A little more on the EtCO2...

According to a medic I spoke with regarding using EtCO2 as an indicator for respiratory acidosis or alkalosis, the EtCO2 measures carbon dioxide exhaled (normal values are 35-45, not sure what the unit of measurement is...).  Since in respiratory acidosis and respiratory alkalosis CO2 is high or low (respectively), wouldn't an EtCO2 of 18 indicate that less CO2 is being retained and the patient is possibly in respiratory alkalosis?

I'm still figuring all this stuff out, so feel free to correct anything that might need correcting.


----------



## Akulahawk (Sep 12, 2009)

To really get an idea of whether or not a patient is acidotic or alkalotic... you'll need to get that ABG done. By measuring only ETCO2, you're only seeing part of the picture. That's just the respiratory side of things. You really do need to measure pH, pCO2, and Bicarb to see whether or not the problem is metabolic/respiratory, compensated, partially compensated, or uncompensated. 

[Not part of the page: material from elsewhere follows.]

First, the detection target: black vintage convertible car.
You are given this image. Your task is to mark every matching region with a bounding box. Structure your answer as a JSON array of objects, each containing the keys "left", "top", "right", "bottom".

Most of this stuff is from memory... it has been a while since I've seen ABG's...


----------



## VentMedic (Sep 12, 2009)

EMTinNEPA said:


> http://www.rtmagazine.com/issues/articles/2006-04_49.asp
> 
> Which is supposedly used in the critical care transport setting for patients who need continuous pH level monitoring.
> 
> Has anybody used or seen this device used and how reliable is it?


 
Point of Care devices such as the iSTAT have been around for many years (at least 15 years or more) in the hospital and on Flight and Specialty Teams.   In the hospitals, it is not uncommon to see them in the ED, ICUs, OR, Cath Labs or at any patient's bedside for quick analysis.  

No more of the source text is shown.